Sunday, 04 October 2015 08:14

Gran Canaria Drinks Rum Like It Invented The Stuff: It Probably Did

Gran Canaria rum has a long history and a great taste Gran Canaria rum has a long history and a great taste

Everyone thinks rum was invented in the Caribbean, but there's a good chance it was made in Gran Canaria before Columbus even took sugar cane to the Americas. 

Gran Canaria had vast sugar plantations over 50 years before the first commercial plantations in Brazil and the Caribbean. In fact, the plantation system of sugar cane plantation was exported from the Canaries and Madeira to the New World.

Since distillation was well known at this time, and the molasses by-product of sugar production is the perfect raw material, we're pretty convinced that Canarians were making rum long before anybody else. 

A brief history of sugar

Sugar cane is originally from South East Asia and seems to have been cultivated in New Guinea as early as 6000 BC. The first sugar crystal manufacture seems to have been in India, and by the 8th Century AD it was grown by the Arabs in Andalusia and North Africa.

By the time Columbus took sugar cane to the Americas on his second journey across the Atlantic in 1493, sugar cane cultivation was already well established in the Canary Islands (and especially north Gran Canaria) and the Portuguese island of Madeira just to the north. 

There was a big sugar cane press in the Agaete Valley by 1490, before the Americas were even discovered, and the earliest recorded sugar cane in Madeira was back in 1425. Gran Canaria remained a huge producer of sugar cane until the 18th Century when Caribbean and Brazilian imports took over and the industry declined. 

Gran Canaria cane juice

Gran Canaria towns such as Arucas and Agaete owe their existence to sugar cane farming, although there is very little grown on the island today. There are plantations at Bañaderos along the north coast and their crop is pressed and served as fresh cane juice and as cane juice mojitos in local fairs and markets. 

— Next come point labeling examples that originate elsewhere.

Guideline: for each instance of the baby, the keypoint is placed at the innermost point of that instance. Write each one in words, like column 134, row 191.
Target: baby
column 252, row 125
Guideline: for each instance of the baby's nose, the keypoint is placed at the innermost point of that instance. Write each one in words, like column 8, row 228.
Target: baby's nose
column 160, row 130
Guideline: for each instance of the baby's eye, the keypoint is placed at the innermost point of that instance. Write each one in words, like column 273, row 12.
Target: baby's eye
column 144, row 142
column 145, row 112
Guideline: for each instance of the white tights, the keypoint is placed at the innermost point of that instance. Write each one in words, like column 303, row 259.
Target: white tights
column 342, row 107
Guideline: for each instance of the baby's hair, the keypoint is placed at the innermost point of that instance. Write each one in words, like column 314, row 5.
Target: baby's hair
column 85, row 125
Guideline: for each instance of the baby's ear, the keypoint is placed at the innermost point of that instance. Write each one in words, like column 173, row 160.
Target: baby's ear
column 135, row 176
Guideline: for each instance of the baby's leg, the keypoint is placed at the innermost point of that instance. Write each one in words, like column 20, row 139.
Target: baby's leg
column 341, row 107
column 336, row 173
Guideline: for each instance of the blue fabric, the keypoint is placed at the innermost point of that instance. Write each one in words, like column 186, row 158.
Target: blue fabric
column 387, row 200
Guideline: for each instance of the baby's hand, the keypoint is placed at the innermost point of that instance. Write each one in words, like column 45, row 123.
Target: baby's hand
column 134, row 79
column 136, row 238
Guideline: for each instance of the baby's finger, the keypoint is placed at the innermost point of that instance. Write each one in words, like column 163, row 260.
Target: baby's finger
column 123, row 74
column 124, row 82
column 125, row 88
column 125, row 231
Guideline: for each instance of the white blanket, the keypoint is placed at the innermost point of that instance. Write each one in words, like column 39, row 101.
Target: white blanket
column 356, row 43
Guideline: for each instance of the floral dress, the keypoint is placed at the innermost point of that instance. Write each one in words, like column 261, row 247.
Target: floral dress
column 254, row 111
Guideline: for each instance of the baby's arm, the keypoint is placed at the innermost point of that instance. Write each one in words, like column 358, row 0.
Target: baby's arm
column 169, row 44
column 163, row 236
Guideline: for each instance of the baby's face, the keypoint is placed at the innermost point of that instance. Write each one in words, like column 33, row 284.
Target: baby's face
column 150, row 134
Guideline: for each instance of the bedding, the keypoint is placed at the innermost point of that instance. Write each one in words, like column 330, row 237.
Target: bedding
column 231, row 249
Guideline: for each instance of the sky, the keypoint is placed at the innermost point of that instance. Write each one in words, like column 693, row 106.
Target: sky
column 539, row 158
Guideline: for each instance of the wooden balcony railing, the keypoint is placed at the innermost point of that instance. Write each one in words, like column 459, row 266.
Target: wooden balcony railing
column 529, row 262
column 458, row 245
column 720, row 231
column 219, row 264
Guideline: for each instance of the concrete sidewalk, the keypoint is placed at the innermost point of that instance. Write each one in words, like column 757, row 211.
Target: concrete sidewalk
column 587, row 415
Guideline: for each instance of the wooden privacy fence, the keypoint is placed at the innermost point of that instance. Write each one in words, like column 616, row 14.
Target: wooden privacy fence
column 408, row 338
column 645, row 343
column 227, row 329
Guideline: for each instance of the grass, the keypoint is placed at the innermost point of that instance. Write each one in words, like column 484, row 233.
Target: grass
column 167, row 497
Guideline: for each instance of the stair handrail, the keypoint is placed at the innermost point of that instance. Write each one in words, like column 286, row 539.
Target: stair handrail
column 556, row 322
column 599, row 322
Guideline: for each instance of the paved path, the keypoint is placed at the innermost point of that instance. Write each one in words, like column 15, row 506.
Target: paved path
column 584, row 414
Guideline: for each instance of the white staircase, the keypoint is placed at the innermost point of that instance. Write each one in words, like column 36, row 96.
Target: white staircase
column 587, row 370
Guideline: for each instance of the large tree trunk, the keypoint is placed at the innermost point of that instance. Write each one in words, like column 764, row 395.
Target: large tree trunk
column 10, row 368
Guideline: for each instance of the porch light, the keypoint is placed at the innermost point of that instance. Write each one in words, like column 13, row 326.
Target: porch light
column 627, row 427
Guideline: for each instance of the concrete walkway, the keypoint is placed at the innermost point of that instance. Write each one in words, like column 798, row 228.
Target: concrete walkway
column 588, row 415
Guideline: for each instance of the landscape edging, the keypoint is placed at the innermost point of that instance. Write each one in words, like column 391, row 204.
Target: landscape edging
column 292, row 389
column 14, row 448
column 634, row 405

Fresh cane juice, served with lemon juice, ice and fruit-infused rum, is greenish in colour and very sweet. It makes a refreshing drink and an even better mojito. With it's long local history and great taste, we think cane juice and cocktails should be served everywhere in Gran Canaria and we always do our bit to encourage consumption. 

Gran Canaria rum

The Arehucas rum factory at Arucas town is the oldest rum distillery in Europe and has been producing rum from molasses since 1884. It now makes so much rum that it imports the raw materials, as do other Gran Canaria distilleries such as Artemi and Telde. Even though the raw materials come from abroad, the rum they produce is made in Gran Canaria, aged in barrels here and tastes great. 

However, there is another rum distillery with Gran Canaria roots that still makes its rum from Canarian-grown ingredients.

In 1936, Don Manuel Quevedo Alemán opened the Ron La Aldea distillery in La Aldea de San Nicolas in west Gran Canaria and started making rum from cane grown in the area. He used fresh cane juice rather than molasses to make his rum. Unfortunately, by the late 1950s sugar cane was being replaced by tomatoes as the main crop in La Aldea and the distillery closed down in 1960. 

But the story doesn't end there. Don Manuel's family moved to La Palma island where sugar cane was and is still grown, and they took the La Aldea brand and still with them. The distillery still makes rum from fresh cane juice to this day and you buy La Aldea rum in good supermarkets all over Gran Canaria. 

If you drive the GC-200 road along Gran Canaria's west coast, look out for the ruins of the original La Aldea rum distillery close to the shore at La Aldea town. 

Alex says: Rum made from fresh-cane juice has a lighter, fresher flavour than rum made from molasses. 

Sweet honey rum

Ron miel is a traditional Canarian liqueur invented in the Canary Islands. It's now the most popular after dinner drink on the island and is exported all over Europe. 

Canarian ron miel is protected by a European designation of origin meaning that it can only contain traditional ingredients and has to be made on the islands.